THE GOVERNMENT, the Church, everybody wants to see young people doing constructive and helpful things in the community as well as enjoying themselves — everyone, it seems, except some officials on Northamptonshire County Council.

The new church of Whitefriars in Rushden, in Peterborough diocese, which opened its doors only at the beginning of this year, receives funding from the County Council for its youth work. Recently, teenagers from Rushden College spent a day clearing the gardens of Rockingham Forest Housing Association, where most of the residents are either disabled or have no transport of their own.

Such was the enthusiasm of the young people that they made three or four trips to the municipal tip, with small vanloads of rubbish, only for the council workers there to turn them away because they regarded it as a “trade job”. They had to take the rubbish back to the gardens they had cleared it from.

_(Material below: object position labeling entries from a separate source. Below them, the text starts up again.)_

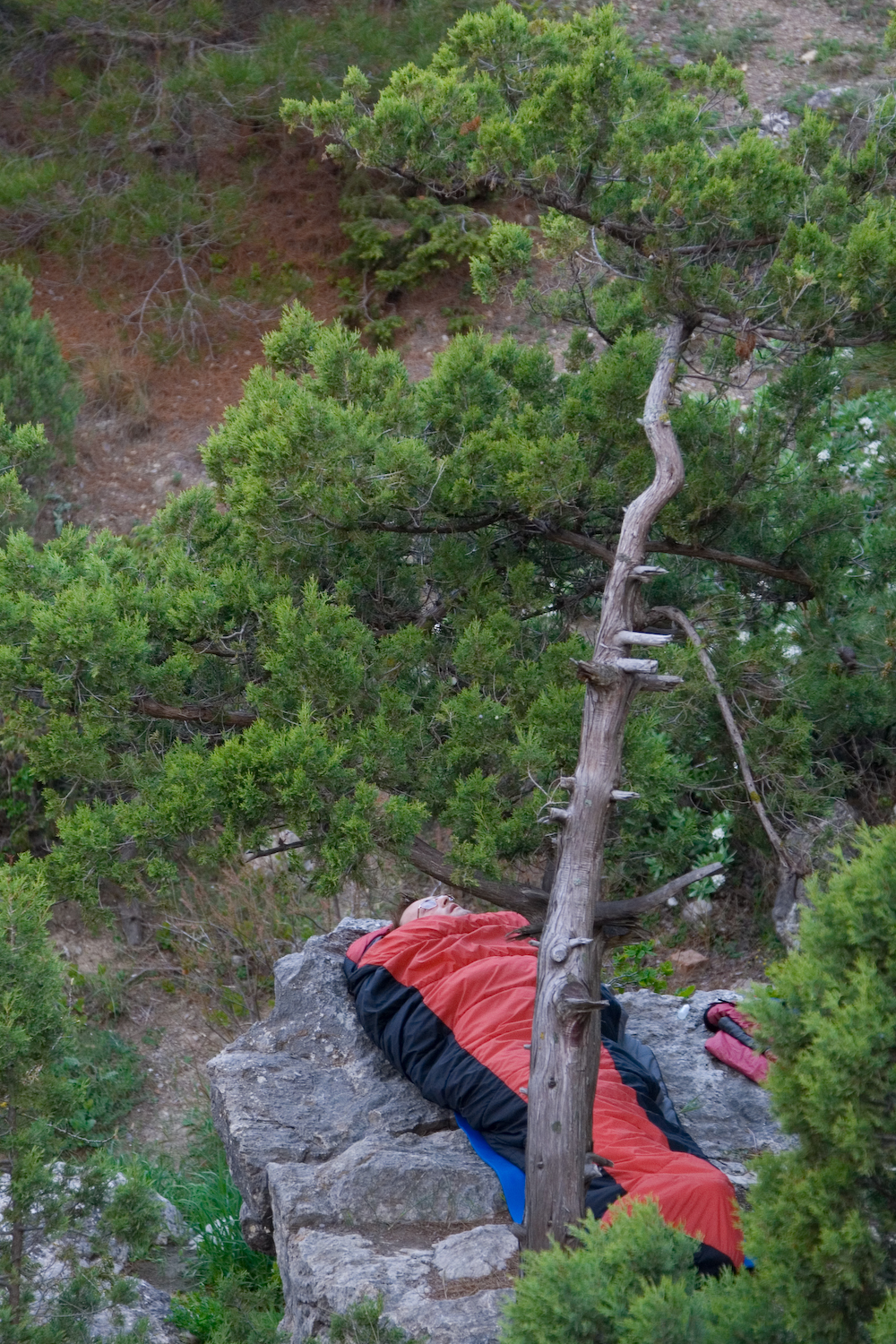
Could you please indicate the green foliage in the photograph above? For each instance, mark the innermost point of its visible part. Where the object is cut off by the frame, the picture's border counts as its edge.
(118, 142)
(630, 969)
(823, 1215)
(363, 1324)
(389, 590)
(238, 1298)
(59, 1090)
(395, 244)
(831, 1207)
(694, 212)
(37, 387)
(134, 1215)
(624, 1284)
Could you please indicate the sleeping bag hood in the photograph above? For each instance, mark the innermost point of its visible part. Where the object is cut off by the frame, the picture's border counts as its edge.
(449, 999)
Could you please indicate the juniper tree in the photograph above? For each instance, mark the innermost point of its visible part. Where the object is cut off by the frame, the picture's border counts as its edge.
(37, 384)
(659, 209)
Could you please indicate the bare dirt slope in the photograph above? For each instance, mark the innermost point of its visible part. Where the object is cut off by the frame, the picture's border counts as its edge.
(142, 429)
(139, 435)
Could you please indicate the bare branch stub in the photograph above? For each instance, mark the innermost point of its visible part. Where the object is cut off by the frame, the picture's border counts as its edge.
(565, 1037)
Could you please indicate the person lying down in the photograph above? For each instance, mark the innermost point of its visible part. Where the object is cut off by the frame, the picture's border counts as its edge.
(449, 999)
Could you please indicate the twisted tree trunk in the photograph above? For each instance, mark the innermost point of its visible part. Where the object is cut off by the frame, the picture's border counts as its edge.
(565, 1035)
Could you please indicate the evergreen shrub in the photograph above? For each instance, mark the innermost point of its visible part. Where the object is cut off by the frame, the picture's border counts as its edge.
(35, 381)
(823, 1218)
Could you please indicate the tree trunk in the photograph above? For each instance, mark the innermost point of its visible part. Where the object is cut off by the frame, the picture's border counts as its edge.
(565, 1034)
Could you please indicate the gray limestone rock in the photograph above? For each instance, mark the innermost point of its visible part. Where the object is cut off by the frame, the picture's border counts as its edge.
(390, 1182)
(151, 1306)
(306, 1083)
(823, 99)
(366, 1191)
(174, 1226)
(775, 124)
(727, 1113)
(474, 1254)
(324, 1273)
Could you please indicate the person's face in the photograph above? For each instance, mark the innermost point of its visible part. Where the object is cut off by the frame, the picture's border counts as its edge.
(432, 906)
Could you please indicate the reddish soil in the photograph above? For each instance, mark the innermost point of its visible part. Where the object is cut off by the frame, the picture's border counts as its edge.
(142, 427)
(142, 441)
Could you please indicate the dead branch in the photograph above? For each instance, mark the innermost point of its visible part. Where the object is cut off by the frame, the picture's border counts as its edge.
(734, 731)
(579, 542)
(193, 712)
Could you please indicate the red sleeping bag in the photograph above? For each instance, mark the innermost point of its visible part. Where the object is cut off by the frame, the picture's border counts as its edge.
(450, 1002)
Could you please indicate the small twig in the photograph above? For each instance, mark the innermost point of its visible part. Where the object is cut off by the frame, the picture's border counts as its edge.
(734, 731)
(153, 970)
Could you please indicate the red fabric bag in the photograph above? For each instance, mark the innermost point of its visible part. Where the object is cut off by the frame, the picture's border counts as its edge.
(729, 1050)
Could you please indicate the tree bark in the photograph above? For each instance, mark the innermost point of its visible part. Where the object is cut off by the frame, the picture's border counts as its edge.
(565, 1034)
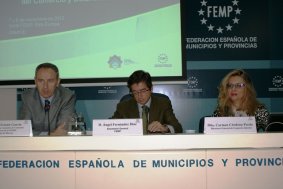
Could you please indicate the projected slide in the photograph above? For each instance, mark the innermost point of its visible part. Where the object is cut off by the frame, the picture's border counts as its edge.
(90, 38)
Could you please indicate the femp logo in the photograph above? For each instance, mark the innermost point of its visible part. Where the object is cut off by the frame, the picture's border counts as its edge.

Many of the teenagers, says Chad Chadwick, a youth worker, are from disadvantaged homes, and have had to overcome learning and behaviour difficulties. They were “hugely disappointed, and very angry: it felt like they had lost, even though they were doing the right thing.”

“We get told off for helping people; so why should we bother?” one of them said.

The Vicar of Whitefriars, the Revd Philip Evans, tells me that the story has had a happier ending. Although the County Council backed its workers, and repeatedly refused to accept the waste, publicity has persuaded the East Northamptonshire District Council to take it. But the damage to the teenagers’ enthusiasm has already been done.